Unsecured Loans after Bankruptcy: What You Need to Know

Can consumers get unsecured loans after bankruptcy? The short answer is yes, though it may take some time and effort -- after all, bankruptcies do have a negative impact on credit ratings. Probably more difficult than getting approved for financing is finding a loan without super-expensive and burdensome terms. That will take some effort.

Getting an unsecured personal loan (and making all payments on time and in full) can help rebuild your credit after discharging a bankruptcy. The right planning and preparation before applying, so you can present the strongest application possible, may help you get a better deal on a post-bankruptcy loan.

The Good News

For many, access to credit after bankruptcy is less a problem than expected. A Federal Reserve study concluded that, "Ninety percent of individuals have access to some sort of credit within the 18 months after filing for bankruptcy, and 75% are given unsecured credit." In fact, for almost 20 percent of the group studied, access to credit increased after filing for bankruptcy – probably because once debts have been wiped out, a consumer's debt-to-income ratio, which is one of the factors lenders look at for credit applications, will be better than it was prior to the bankruptcy.

When to Apply for Unsecured Loans after Bankruptcy

Bankruptcies may stay on your credit report for up to ten years, but some lenders are willing to provide financing one day after a bankruptcy has been discharged. If you've filed a Chapter 7 bankruptcy (liquidation), all of your debts are forgiven -- you don't pay anything back, but the bankruptcy remains on your credit report for a decade. However, derogatory credit history including bankruptcy filing has of an impact on your credit score with every year that passes.

If you've filed a Chapter 13 (reorganization) bankruptcy, you'll be repaying some or all of your debts, probably over a five year period. A Chapter 13 bankruptcy is considered less damaging and shows on your credit report for seven years. You are allowed to apply for credit while still in a Chapter 13 reorganization.
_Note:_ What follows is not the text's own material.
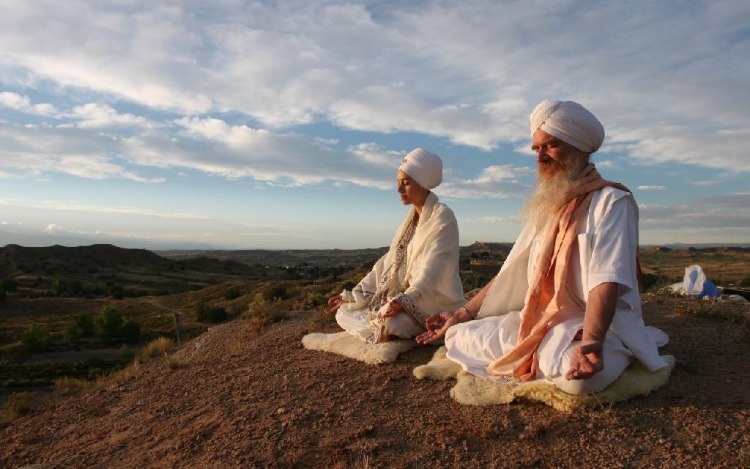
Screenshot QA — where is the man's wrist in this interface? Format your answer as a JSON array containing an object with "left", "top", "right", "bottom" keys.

How to Prepare Your Application

Preparing to apply for credit after bankruptcy involves some record-gathering and perhaps explaining how you ended up in bankruptcy, what you have done about it and why it won't happen again.

  • Request copies of your credit report from all three credit reporting agencies; Equifax, Experian, and Transunion. Check each carefully to make sure that they're accurate and up-to-date, reflecting your current borrowing situation.
  • If you are in a Chapter 13 bankruptcy, this will include debt that you're paying off as part of your bankruptcy schedule. If you filed Chapter 7, check to make sure that each account on your credit report was included in your bankruptcy and shows a zero balance on the report.
  • In addition to your credit check, your loan application will require details about your current income, to show that you can in fact afford to make payments on this loan, so have the information handy before you begin.
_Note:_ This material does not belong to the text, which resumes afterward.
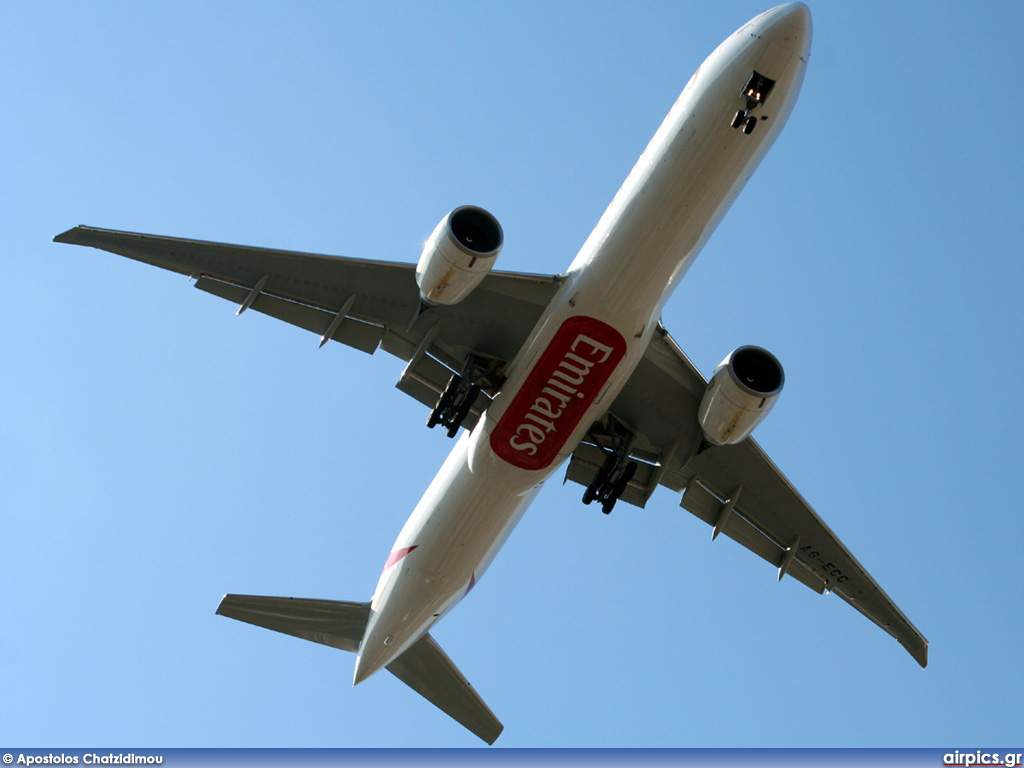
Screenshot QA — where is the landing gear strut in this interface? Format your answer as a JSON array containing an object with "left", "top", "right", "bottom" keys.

Rebuilding Credit with an Unsecured Loan

While rebuilding your credit, there are a few points to keep in mind. Lenders that target consumers fresh out of bankruptcy do it for a couple of reasons – first, you won't be allowed to file again for many years, so the lender can be reasonably confident that if you have the income to make the payment, you will repay your loan. Second, lenders that focus on the newly-bankrupt know that these borrowers are grateful to be approved for anything and are less likely to be picky about their terms. According to the Fed, "In credit card industry parlance these individuals are referred as "cash cows" because they generate high income and profit margins, usually from high interest rates and fee income…"

  • Personal loans for bad credit situations, such as applicants who've declared bankruptcy, will likely come with a higher interest rate and fees. Double check and know exactly what those fees are – in many cases, fees that look like reasonable annual charges are actually highly-expensive monthly charges.
  • If you're turned down for an unsecured personal loan, consider applying for a secured credit card. Secured credit cards require borrowers to deposit an amount equal to some or all of their credit limit. These offers need to be carefully evaluated; they can come with fees that are ridiculous when compared to the credit limit (the most abusive cards are called "fee-harvesters" by consumer advocates). Paying for a secured card is only worth doing if the issuer reports your payment history to Experian, Equifax and TransUnion.
  • Unsecured personal loans for people with bankruptcies may be offered by banks, credit unions, and online lenders including peer-to-peer lenders, and repaying one of these loans as agreed upon can be a useful tool to rebuilding your credit after bankruptcy.

Post-bankruptcy credit might not be as difficult to find as you expect. However, there are reasonable deals and there are ridiculous deals. The best way to know you're getting something reasonable is to compare a batch of offers from competitive lenders and choose the best deal you find.